Acórdão nº 2007/0183280-0 de T1 - PRIMEIRA TURMA
Data | 24 Junho 2008 |
Número do processo | 2007/0183280-0 |
Órgão | Primeira Turma (Superior Tribunal de Justiça do Brasil) |
RECURSO ESPECIAL Nº 976.730 - RS (2007/0183280-0)

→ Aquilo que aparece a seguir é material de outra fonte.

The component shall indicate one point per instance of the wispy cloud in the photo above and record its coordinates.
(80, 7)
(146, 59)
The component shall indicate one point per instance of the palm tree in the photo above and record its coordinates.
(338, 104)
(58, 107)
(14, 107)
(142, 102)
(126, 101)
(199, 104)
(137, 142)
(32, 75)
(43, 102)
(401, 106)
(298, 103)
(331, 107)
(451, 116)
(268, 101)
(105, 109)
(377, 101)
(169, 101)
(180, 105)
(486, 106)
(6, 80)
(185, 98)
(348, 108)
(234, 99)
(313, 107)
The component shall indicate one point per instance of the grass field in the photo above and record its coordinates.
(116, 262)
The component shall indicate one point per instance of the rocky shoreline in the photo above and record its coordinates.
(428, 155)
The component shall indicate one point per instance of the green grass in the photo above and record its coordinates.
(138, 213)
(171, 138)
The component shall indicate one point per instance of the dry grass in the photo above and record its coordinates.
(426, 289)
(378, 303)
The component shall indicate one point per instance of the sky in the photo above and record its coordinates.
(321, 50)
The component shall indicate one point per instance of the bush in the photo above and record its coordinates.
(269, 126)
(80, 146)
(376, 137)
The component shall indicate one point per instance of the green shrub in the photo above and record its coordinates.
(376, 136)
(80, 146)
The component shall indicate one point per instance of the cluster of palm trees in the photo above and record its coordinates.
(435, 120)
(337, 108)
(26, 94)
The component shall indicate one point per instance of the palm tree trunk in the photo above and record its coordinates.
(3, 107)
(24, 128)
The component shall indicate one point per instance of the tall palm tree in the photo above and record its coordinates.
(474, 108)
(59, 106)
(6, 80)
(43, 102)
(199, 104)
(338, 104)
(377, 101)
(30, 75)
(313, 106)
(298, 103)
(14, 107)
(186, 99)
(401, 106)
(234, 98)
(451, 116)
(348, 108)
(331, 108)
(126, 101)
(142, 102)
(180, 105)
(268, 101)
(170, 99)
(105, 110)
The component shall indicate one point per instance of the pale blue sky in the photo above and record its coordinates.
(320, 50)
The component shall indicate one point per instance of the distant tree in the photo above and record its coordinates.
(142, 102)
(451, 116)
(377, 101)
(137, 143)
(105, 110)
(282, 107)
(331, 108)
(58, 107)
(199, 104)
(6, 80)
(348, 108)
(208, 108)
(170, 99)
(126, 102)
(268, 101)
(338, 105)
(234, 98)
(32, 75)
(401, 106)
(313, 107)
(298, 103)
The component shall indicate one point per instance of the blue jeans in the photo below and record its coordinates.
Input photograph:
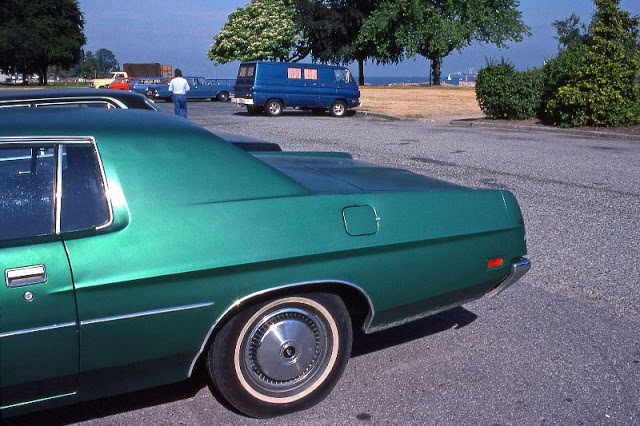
(180, 105)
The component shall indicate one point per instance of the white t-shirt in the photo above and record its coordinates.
(179, 86)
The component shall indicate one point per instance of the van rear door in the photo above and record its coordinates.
(244, 81)
(300, 92)
(326, 88)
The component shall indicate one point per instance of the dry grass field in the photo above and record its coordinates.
(434, 103)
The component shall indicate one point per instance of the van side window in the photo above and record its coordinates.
(246, 70)
(343, 76)
(310, 73)
(294, 73)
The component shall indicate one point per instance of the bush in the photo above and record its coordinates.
(556, 73)
(603, 91)
(503, 92)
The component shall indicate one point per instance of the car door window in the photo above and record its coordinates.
(27, 191)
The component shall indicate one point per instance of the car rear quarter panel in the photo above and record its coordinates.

RELATOR | : | MINISTRO FRANCISCO FALCÃO |
R.P/ACÓRDÃO | : | MINISTRO LUIZ FUX |
RECORRENTE | : | CONSELHO REGIONAL DE MEDICINA DO ESTADO DO RIO GRANDE DO SUL - CREMERS |
ADVOGADO | : | GUSTAVO MOREIRA PESTANA E OUTRO(S) |
RECORRIDO | : | B.O.F.D.S. |
ADVOGADO | : | RICARDO SELAIMEN FINKELSTAIN E OUTRO(S) |
EMENTA
PROCESSUAL CIVIL. ADMINISTRATIVO. RESPONSABILIDADE CIVIL OBJETIVA. PLEITO DE DANOS MORAIS. INDEPENDÊNCIA DAS AÇÕES PROPOSTAS CONTRA O ENTE OU ENTIDADE PÚBLICA E A AÇÃO DE REGRESSO. INTERESSE PROCESSUAL QUE SE MANTÉM MESMO QUANDO AFASTADA EVENTUAL RESPONSABILIDADE DO FUNCIONÁRIO PÚBLICO. RETORNO DOS AUTOS QUE SE IMPÕE PARA JULGAMENTO DA AÇÃO CONTRA O CONSELHO PROFISSIONAL, QUE RESPONDE OBJETIVAMENTE POR SEUS ATOS.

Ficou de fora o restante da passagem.